“The economy is performing a little better than expected, albeit it is slow relative to the rate it had prior to the referendum,” Carney said. “We have to take into account inflation considerations, so we’ll take that into account.”
When talking about their next rate setting meeting. Having watched these statements for decades now, this is a very clear signal that the BOE is looking for a way to climb down from it's stance of dropping rates even more and also printing more money. It has already had an impact, the £ is climbing against the € again. There is no way the EU is going for higher rates with France and Italy heading back into recession.
To put the France and Italy situation into perspective, they are, together, $4.5trillion of GDP. Germany is $3.4 trillion. The EU, without the UK, is $13 trillion.
I'm sure after comments by the BOE and the government about turbulence ahead and hard Brexit, the markets were beginning to price in a drop in rates to 0.1%. Now they've been hit by the clue stick and are beginning to price in a short term hold and a mid term raise, due to inflation and overheating economy.

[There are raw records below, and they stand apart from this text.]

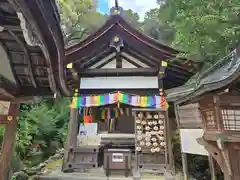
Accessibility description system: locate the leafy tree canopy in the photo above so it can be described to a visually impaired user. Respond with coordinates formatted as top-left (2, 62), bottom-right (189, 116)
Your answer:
top-left (158, 0), bottom-right (240, 63)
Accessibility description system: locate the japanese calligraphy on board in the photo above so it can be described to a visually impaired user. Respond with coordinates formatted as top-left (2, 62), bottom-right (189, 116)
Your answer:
top-left (135, 111), bottom-right (166, 153)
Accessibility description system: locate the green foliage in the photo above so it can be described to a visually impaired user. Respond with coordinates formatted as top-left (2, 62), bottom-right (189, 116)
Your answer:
top-left (0, 98), bottom-right (70, 169)
top-left (143, 8), bottom-right (174, 44)
top-left (58, 0), bottom-right (105, 46)
top-left (158, 0), bottom-right (240, 63)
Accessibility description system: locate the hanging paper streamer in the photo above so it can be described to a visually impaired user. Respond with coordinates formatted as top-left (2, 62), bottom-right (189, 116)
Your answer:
top-left (71, 92), bottom-right (168, 110)
top-left (83, 108), bottom-right (92, 123)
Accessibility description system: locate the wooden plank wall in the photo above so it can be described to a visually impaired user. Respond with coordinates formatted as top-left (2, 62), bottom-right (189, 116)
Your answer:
top-left (177, 103), bottom-right (203, 129)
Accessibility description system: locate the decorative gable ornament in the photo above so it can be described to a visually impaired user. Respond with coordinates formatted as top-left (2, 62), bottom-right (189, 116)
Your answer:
top-left (109, 35), bottom-right (124, 52)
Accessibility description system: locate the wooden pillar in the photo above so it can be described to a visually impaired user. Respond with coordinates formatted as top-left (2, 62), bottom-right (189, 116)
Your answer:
top-left (62, 108), bottom-right (79, 171)
top-left (182, 152), bottom-right (188, 180)
top-left (166, 111), bottom-right (176, 174)
top-left (208, 154), bottom-right (217, 180)
top-left (0, 104), bottom-right (20, 180)
top-left (65, 108), bottom-right (79, 150)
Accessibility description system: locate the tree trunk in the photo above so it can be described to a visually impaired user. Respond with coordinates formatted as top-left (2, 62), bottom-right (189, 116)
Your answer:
top-left (0, 104), bottom-right (19, 180)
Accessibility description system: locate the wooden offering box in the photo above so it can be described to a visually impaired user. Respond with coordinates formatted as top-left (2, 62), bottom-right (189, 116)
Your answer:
top-left (104, 149), bottom-right (131, 177)
top-left (69, 146), bottom-right (99, 169)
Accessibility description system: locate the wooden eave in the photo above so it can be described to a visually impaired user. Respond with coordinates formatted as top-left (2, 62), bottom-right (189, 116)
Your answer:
top-left (0, 0), bottom-right (69, 99)
top-left (176, 46), bottom-right (240, 105)
top-left (66, 15), bottom-right (194, 65)
top-left (65, 12), bottom-right (196, 88)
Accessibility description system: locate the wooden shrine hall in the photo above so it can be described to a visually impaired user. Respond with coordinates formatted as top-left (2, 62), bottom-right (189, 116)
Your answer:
top-left (172, 46), bottom-right (240, 180)
top-left (0, 0), bottom-right (68, 179)
top-left (63, 1), bottom-right (198, 178)
top-left (0, 0), bottom-right (70, 101)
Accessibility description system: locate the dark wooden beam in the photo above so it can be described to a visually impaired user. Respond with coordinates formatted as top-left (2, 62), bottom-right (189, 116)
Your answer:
top-left (116, 52), bottom-right (122, 68)
top-left (8, 30), bottom-right (37, 88)
top-left (80, 48), bottom-right (112, 68)
top-left (96, 56), bottom-right (116, 69)
top-left (123, 46), bottom-right (160, 67)
top-left (121, 54), bottom-right (143, 68)
top-left (18, 86), bottom-right (53, 96)
top-left (79, 88), bottom-right (159, 96)
top-left (77, 68), bottom-right (159, 77)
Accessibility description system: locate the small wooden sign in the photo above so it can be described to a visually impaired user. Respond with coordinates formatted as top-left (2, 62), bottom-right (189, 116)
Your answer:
top-left (0, 115), bottom-right (13, 124)
top-left (0, 101), bottom-right (18, 124)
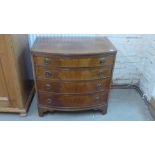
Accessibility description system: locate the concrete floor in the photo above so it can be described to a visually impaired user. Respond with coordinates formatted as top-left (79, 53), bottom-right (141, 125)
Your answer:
top-left (0, 89), bottom-right (153, 121)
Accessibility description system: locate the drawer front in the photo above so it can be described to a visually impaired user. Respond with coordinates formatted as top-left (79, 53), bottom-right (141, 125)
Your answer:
top-left (34, 55), bottom-right (114, 67)
top-left (37, 78), bottom-right (111, 93)
top-left (36, 67), bottom-right (112, 80)
top-left (38, 92), bottom-right (107, 108)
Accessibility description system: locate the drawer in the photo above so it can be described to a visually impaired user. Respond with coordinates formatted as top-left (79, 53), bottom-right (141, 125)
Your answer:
top-left (38, 92), bottom-right (107, 108)
top-left (34, 55), bottom-right (114, 67)
top-left (36, 67), bottom-right (112, 80)
top-left (37, 78), bottom-right (111, 93)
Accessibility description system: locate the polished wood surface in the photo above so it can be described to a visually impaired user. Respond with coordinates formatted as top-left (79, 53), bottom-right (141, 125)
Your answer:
top-left (36, 78), bottom-right (111, 94)
top-left (36, 67), bottom-right (112, 80)
top-left (0, 34), bottom-right (33, 113)
top-left (39, 92), bottom-right (107, 108)
top-left (31, 37), bottom-right (116, 55)
top-left (34, 55), bottom-right (114, 67)
top-left (32, 37), bottom-right (116, 116)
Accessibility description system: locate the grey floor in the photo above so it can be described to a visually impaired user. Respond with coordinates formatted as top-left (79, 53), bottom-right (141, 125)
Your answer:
top-left (0, 89), bottom-right (153, 121)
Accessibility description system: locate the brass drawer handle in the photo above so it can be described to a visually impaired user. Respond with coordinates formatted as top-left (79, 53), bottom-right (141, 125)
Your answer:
top-left (100, 58), bottom-right (105, 65)
top-left (97, 71), bottom-right (104, 76)
top-left (45, 71), bottom-right (52, 78)
top-left (47, 98), bottom-right (52, 104)
top-left (45, 83), bottom-right (52, 90)
top-left (44, 57), bottom-right (51, 65)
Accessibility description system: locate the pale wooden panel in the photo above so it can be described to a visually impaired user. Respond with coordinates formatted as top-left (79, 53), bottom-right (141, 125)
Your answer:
top-left (0, 59), bottom-right (8, 98)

The more the BOE backtracks the more of a clue the markets will get. This is just the beginning of "we got it wrong". As the economy continues to perform and inflation rises and wages also rise, the "we got it wrong" will be stronger.
After all, a 30% appreciation in the value of the £ is worth 2% on the interest rate in fighting inflation and doesn't hurt the low man on the totem pole. The only way we'll see that is if the BOE capitulates and says it's more likely to raise than lower rates.